The Notation Package is perhaps the closest to doing this kind of thing, but according to the response to my own question of a similar nature, what you want is unfortunately not practical.
Don't let this stop you from trying however, as you will probably learn new things in the process. The Notation Package and the the functions that underpin it are far from useless.
You may also find the replies to this question informative.
There are a number of functions that are useful for manual implementation of syntax changes. Rather than try to write my own help file for these, I will direct you to the official pages on these functions.

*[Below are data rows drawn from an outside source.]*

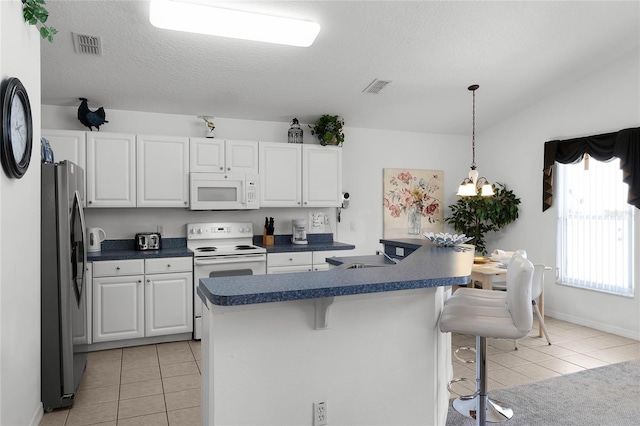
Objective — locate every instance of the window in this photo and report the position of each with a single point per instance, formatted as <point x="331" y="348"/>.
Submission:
<point x="595" y="228"/>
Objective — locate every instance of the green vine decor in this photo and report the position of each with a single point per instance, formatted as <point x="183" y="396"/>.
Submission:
<point x="475" y="216"/>
<point x="33" y="12"/>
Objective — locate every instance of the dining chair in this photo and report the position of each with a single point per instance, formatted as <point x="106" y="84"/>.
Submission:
<point x="537" y="286"/>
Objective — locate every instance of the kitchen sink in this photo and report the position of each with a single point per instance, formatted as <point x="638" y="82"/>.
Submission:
<point x="361" y="265"/>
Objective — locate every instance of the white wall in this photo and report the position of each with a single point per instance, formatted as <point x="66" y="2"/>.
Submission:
<point x="365" y="154"/>
<point x="20" y="238"/>
<point x="512" y="152"/>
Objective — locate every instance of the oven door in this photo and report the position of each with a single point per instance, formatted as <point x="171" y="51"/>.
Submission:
<point x="222" y="266"/>
<point x="211" y="191"/>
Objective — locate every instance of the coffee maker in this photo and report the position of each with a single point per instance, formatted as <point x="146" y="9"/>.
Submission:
<point x="299" y="231"/>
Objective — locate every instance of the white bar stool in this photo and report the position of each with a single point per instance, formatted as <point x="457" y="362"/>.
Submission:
<point x="472" y="312"/>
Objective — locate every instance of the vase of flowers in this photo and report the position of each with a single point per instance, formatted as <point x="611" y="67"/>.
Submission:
<point x="413" y="196"/>
<point x="328" y="129"/>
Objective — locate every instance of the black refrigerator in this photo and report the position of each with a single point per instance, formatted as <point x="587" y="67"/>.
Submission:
<point x="64" y="336"/>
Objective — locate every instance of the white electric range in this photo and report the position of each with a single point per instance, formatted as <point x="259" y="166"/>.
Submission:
<point x="222" y="250"/>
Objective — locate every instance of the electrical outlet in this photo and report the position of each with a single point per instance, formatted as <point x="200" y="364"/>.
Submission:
<point x="320" y="413"/>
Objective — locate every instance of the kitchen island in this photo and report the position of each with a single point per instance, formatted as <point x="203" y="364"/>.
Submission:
<point x="365" y="341"/>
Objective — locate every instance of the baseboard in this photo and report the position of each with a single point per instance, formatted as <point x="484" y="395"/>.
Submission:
<point x="624" y="332"/>
<point x="100" y="346"/>
<point x="37" y="415"/>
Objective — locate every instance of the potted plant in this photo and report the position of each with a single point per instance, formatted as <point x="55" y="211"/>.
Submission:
<point x="34" y="12"/>
<point x="328" y="128"/>
<point x="477" y="215"/>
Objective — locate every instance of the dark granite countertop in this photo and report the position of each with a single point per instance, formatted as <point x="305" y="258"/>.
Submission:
<point x="369" y="260"/>
<point x="316" y="242"/>
<point x="125" y="249"/>
<point x="428" y="266"/>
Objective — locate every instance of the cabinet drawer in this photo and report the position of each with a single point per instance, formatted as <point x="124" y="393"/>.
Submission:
<point x="319" y="257"/>
<point x="168" y="264"/>
<point x="110" y="268"/>
<point x="289" y="259"/>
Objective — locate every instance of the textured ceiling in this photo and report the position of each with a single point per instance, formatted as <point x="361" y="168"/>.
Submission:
<point x="517" y="51"/>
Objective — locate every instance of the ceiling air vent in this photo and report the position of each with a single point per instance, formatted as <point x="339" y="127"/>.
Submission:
<point x="376" y="86"/>
<point x="91" y="45"/>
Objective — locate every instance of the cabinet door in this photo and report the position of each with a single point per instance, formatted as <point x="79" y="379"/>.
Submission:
<point x="322" y="176"/>
<point x="111" y="170"/>
<point x="241" y="156"/>
<point x="68" y="145"/>
<point x="206" y="155"/>
<point x="118" y="308"/>
<point x="168" y="304"/>
<point x="280" y="174"/>
<point x="163" y="171"/>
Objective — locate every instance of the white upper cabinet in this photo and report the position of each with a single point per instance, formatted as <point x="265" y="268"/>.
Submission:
<point x="209" y="155"/>
<point x="68" y="145"/>
<point x="280" y="174"/>
<point x="163" y="171"/>
<point x="321" y="176"/>
<point x="111" y="169"/>
<point x="295" y="175"/>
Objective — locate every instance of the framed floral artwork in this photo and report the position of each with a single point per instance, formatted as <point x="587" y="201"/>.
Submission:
<point x="412" y="202"/>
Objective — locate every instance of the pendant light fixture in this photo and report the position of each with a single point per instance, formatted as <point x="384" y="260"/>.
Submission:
<point x="471" y="185"/>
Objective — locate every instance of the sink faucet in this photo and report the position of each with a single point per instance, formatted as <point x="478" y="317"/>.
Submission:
<point x="378" y="252"/>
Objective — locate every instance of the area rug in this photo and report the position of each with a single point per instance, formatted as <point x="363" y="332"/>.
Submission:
<point x="604" y="396"/>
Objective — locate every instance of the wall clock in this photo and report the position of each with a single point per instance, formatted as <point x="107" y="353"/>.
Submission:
<point x="17" y="128"/>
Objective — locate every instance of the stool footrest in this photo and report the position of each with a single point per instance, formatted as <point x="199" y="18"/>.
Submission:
<point x="496" y="411"/>
<point x="464" y="348"/>
<point x="457" y="380"/>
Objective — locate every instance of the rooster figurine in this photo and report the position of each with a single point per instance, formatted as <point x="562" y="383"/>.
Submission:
<point x="90" y="118"/>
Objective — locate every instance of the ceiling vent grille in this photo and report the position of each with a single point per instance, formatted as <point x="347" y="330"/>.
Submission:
<point x="91" y="45"/>
<point x="376" y="86"/>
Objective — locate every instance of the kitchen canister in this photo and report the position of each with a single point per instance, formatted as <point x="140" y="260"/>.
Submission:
<point x="95" y="236"/>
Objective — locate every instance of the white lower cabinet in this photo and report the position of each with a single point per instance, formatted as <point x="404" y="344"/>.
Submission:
<point x="142" y="298"/>
<point x="305" y="261"/>
<point x="118" y="308"/>
<point x="168" y="304"/>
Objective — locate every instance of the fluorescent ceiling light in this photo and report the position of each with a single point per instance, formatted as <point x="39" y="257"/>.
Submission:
<point x="203" y="19"/>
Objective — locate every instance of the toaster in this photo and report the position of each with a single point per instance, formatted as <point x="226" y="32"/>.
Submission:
<point x="148" y="241"/>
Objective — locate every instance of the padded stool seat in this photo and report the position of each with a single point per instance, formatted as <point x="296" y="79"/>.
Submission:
<point x="485" y="313"/>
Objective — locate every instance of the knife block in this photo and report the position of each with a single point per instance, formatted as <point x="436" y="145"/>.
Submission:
<point x="267" y="240"/>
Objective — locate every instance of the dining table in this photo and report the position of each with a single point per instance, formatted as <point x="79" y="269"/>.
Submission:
<point x="485" y="274"/>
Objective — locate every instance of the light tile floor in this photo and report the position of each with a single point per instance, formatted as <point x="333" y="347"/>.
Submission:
<point x="142" y="385"/>
<point x="574" y="348"/>
<point x="160" y="384"/>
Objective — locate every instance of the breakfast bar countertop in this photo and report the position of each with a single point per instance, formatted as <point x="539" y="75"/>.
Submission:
<point x="428" y="266"/>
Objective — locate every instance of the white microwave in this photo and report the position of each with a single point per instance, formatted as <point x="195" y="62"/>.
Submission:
<point x="218" y="191"/>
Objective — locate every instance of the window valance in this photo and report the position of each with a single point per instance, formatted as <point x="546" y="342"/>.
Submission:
<point x="624" y="144"/>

After reading them, please ask any focused questions you have, or for help with implementing specific ideas. I or others here should be able to either answer your question, show you how to do something, or explain why it is not readily possible.
The index page on Textual Input and Output.
MakeBoxes, and MakeExpression, and an example of their use.
PreRead
More drastically, one might use CellEvaluationFunction which can be used to do unusual things.
There are more, and I will try to extend this list later. (others are welcome to edit this post)
Thanks to Mr.Wizard's links, I've found the only example in the documentation on how to parse new operators (the gplus example in Low-Level Input). According to this example, here is my version for the new operator PerArrow. Please comment/critize on the code below:
In[1]:= PerArrow /: MakeBoxes[PerArrow[x_, y_], StandardForm] :=
RowBox[{MakeBoxes[x, StandardForm],
RowBox[{AdjustmentBox["/", BoxMargins -> -.2],
AdjustmentBox["\[DoubleLongRightArrow]", BoxMargins -> -.1]}],
MakeBoxes[y, StandardForm]}];
MakeExpression[
RowBox[{x_, "/", RowBox[{"\[DoubleLongRightArrow]", y_}]}],
StandardForm] :=
MakeExpression[RowBox[{"PerArrow", "[", x, ",", y, "]"}],
StandardForm];
In[3]:= PerArrow[x, y]
Out[3]= x /\[DoubleLongRightArrow] y
In[4]:= x /\[DoubleLongRightArrow]y
Out[4]= x /\[DoubleLongRightArrow] y
In[5]:= FullForm[x /\[DoubleLongRightArrow]y]
Out[5]//FullForm= \!\(\*
TagBox[
StyleBox[
RowBox[{"PerArrow", "[",
RowBox[{"x", ",", "y"}], "]"}],
ShowSpecialCharacters->False,
ShowStringCharacters->True,
NumberMarks->True],
FullForm]\)
For sake of clarity, here is a screenshot as well:
Since the operator is not fully integrated, further concerns are:
the operator is selected weird when clicked (DoubleLongRightArrow with y instead of with /).
accordingly, the parsing part requires the DoubleLongRightArrow to be RowBox-ed with y, otherwise it yields syntax error
syntax coloration (at In[4] and In[5])
it prints weird if inputted directly (notice the large gaps at In[4] and In[5])
Now, I can live with these, though it would be nice to have some means to iron out all the minor issues. I guess all these boil down to basically some even lower-level syntax handler, which does not now how to group the new operator. Any idea on how to tackle these? I understand that Cell has a multitude of options which might come handy (like CellEvaluationFunction, ShowAutoStyles and InputAutoReplacements) though I'm again clueless here.